Чем дольше я размышлял на эту тему, тем мне делалось страшнее, так что под конец я не нашел в себе сил для спуска и остался на шкафу в компании давно отошедшего в мир иной таракана и заскорузлых мочалок. Бесконечно дорогих моему сердцу именно в силу своей ненужности никому.
Когда Сфинкс спросил меня, в чем дело, а я объяснил ему весь ужас ситуации, он обозвал меня вещистом.– Пойми, Сфинкс, – сказал я. – Они более здешние, чем когда-либо будем мы с тобой. Их отсюда никто никуда не заберет. В этом их преимущество перед нами.
– Ты бы хотел стать старой мочалкой, человек? – Сфинкс прислонился к шкафу, подставляя мне плечи для спуска, и я слез по нему, прихватив с собой треснувшее блюдо в качестве сувенира.
Лорд недобрым голосом спросил, что я собираюсь делать с этой раздолбанной тарелкой.
– Буду с ней спать, – сказал я. – Или класть в нее на ночь серьгу.
Лорд заявил, что мой вещизм давно уже перерос в чудовищный эгоизм, и что с этим надо как-то бороться, хоть он и не представляет, как. Что я предпочитаю вещи людям и готов завалить их всяким барахлом, до полной и окончательной неподвижности.
Пока он говорил, я обтер блюдо от пыли, навел на него блеск и пристроил на тумбочке. Оно оказалось еще красивее, чем я думал. Белоснежное, с сине-голубыми цветами и ягодами.
Все время, пока я с ним возился, Сфинкс не сводил с него глаз и хмурился, как будто тоже был настроен против бедной тарелки.
– Ну что такое? – не выдержал я. – Неужели непонятно, что для меня это символ.
– Мне непонятно другое, – задумчиво протянул Сфинкс. – Откуда он взялся. Кто-нибудь раньше видел это блюдо? Я нет. Не могу понять, как оно попало к нам на шкаф. Ты, например, его помнишь, Табаки?

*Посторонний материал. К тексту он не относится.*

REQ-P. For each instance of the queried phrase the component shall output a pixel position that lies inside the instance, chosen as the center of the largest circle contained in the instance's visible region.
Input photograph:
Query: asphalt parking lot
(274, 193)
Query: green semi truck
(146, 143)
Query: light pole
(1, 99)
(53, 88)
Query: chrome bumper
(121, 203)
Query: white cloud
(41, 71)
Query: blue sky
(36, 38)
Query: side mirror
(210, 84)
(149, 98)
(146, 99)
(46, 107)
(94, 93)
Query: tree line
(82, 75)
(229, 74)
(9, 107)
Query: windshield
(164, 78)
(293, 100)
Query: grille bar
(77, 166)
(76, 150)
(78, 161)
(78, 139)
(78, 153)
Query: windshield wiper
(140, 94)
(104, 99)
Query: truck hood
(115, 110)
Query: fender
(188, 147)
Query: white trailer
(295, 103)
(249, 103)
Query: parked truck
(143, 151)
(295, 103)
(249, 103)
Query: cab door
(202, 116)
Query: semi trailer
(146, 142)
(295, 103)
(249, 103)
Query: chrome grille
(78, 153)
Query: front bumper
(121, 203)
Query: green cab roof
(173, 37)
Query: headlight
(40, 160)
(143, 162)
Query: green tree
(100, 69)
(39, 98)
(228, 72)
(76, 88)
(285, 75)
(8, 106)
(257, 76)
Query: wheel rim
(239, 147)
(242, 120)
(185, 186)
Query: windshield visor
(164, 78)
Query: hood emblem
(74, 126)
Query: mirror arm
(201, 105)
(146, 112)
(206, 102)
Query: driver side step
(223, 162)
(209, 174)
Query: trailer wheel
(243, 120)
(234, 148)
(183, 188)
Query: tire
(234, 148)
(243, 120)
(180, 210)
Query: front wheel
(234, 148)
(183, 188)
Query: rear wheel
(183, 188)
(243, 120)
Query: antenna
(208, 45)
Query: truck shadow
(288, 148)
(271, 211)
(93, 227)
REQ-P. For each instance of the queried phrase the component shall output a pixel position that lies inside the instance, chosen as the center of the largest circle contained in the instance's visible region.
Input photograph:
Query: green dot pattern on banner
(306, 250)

Я не помнил блюда. Лорд, Горбач, Лэри и Слепой его не помнили тоже. Два дня я разъезжал по Дому, предъявляя каждому встречному бело-синюю треснувшую тарелку, и ни один человек не узнал ее. А потом оказалось, что в Доме есть много таких неожиданных и неопознаваемых предметов. Так начался мой личный поиск и моя охота, то, что стая радостно прозвала помешательством. На третий день охоты меня согнали с общей кровати вместе со всей добычей. На шестой день мою коллекцию перенесли в класс.